Impact of perinatal hypertonic NaCl access on adult offspring’s sodium intake and angiotensin and vasopressin systems under hypertension model

Perinatal natriophilia has programming effects on blood pressure control, inducing anatomical and molecular changes in the kidney and brain that impair blood pressure reestablishment after a pressor challenge, such as an osmotic stimulation. However, the imprinted effect of voluntary sodium consumption during this period on the development of hypertension is unclear. To evaluate this, we studied the effect of deoxycorticosterone acetate and high-salt diet (DOCA-salt) treatment on blood pressure and sodium intake responses, and gene expression in the kidney and brain in adult offspring exposed to voluntary hypertonic sodium consumption during the perinatal period (PM-NaCl group).
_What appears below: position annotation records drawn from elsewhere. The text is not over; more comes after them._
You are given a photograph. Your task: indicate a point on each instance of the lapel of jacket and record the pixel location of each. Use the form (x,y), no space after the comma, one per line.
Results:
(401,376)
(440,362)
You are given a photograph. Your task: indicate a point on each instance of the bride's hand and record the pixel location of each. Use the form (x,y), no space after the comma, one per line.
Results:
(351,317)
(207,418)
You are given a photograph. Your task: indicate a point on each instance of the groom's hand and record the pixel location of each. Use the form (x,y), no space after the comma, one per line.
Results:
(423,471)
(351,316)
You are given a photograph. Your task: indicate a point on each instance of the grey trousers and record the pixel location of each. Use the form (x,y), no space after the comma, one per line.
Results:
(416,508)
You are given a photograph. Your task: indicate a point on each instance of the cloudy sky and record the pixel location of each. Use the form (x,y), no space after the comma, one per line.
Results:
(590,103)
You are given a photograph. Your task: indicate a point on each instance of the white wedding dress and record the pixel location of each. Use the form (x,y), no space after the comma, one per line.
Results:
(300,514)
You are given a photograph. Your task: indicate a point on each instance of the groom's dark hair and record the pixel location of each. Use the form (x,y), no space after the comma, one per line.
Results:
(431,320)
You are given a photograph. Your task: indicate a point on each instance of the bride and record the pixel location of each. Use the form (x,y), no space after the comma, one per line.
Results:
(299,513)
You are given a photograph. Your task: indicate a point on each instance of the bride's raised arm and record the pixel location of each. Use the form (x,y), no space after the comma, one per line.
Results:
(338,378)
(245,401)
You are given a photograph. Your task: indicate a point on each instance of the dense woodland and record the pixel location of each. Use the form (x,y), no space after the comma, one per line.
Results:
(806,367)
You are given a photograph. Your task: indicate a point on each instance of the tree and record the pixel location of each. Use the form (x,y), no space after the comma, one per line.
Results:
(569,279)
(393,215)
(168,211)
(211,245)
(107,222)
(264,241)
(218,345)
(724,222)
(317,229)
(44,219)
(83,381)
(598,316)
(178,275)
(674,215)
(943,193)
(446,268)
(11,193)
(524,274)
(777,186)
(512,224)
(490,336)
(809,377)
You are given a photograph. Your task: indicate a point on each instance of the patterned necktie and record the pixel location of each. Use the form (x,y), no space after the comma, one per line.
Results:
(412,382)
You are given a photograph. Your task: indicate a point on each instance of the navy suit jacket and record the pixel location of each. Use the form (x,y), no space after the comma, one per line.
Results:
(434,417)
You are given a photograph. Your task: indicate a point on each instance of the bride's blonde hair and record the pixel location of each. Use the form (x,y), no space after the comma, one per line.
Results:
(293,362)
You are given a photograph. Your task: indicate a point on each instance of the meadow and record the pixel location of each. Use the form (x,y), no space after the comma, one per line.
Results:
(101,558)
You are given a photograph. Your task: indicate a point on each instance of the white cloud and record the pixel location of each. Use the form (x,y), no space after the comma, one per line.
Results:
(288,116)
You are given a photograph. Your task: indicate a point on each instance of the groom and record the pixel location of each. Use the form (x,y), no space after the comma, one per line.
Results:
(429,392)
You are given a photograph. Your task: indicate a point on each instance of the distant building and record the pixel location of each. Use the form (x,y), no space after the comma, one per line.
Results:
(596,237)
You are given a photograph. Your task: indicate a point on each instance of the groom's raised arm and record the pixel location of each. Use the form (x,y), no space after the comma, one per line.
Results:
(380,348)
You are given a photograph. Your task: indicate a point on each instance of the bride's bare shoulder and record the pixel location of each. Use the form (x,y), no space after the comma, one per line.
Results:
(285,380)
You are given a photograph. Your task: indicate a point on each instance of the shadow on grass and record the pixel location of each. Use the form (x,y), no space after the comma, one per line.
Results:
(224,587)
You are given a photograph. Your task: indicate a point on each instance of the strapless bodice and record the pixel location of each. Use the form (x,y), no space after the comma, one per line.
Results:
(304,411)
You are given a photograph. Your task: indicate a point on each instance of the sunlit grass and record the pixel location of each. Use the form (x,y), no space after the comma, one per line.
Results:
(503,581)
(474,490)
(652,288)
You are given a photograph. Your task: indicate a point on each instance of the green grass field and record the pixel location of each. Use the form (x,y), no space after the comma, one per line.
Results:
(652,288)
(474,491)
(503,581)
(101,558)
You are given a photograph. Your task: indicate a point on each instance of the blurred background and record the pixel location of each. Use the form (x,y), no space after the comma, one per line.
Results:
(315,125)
Male PM-NaCl rats consumed more sodium than controls (PM-Ctrol group) during DOCA treatment. However, the hypertension induced did not differ between the PM-NaCl and PM-Ctrol groups. This behavioral change was accompanied by a higher angiotensin type 1 receptor (Agtr1a) gene expression at brain level in the subfornical organ and the hypothalamic paraventricular nucleus of PM-NaCl, areas key to the modulation of salt appetite and autonomic function. At renal level, programmed animals showed differing responses in gene expression induced by DOCA-salt treatment compared to the PM-Ctrol group, such as expression of Agtr1a, transient receptor potential vanilloid type 1 channel in the medulla and vasopressin 2 receptor in the renal cortex. The data indicates that the availability of a rich source of sodium during the perinatal period induces a long-term effect in DOCA-salt treated rats, modifying behavioral, brain and renal responses, suggesting that this early sodium exposure affects the vulnerability of the organisms to chronic non-communicable diseases mainly caused by changes in sodium intake and the regulatory mechanisms of the angiotensin and vasopressin systems.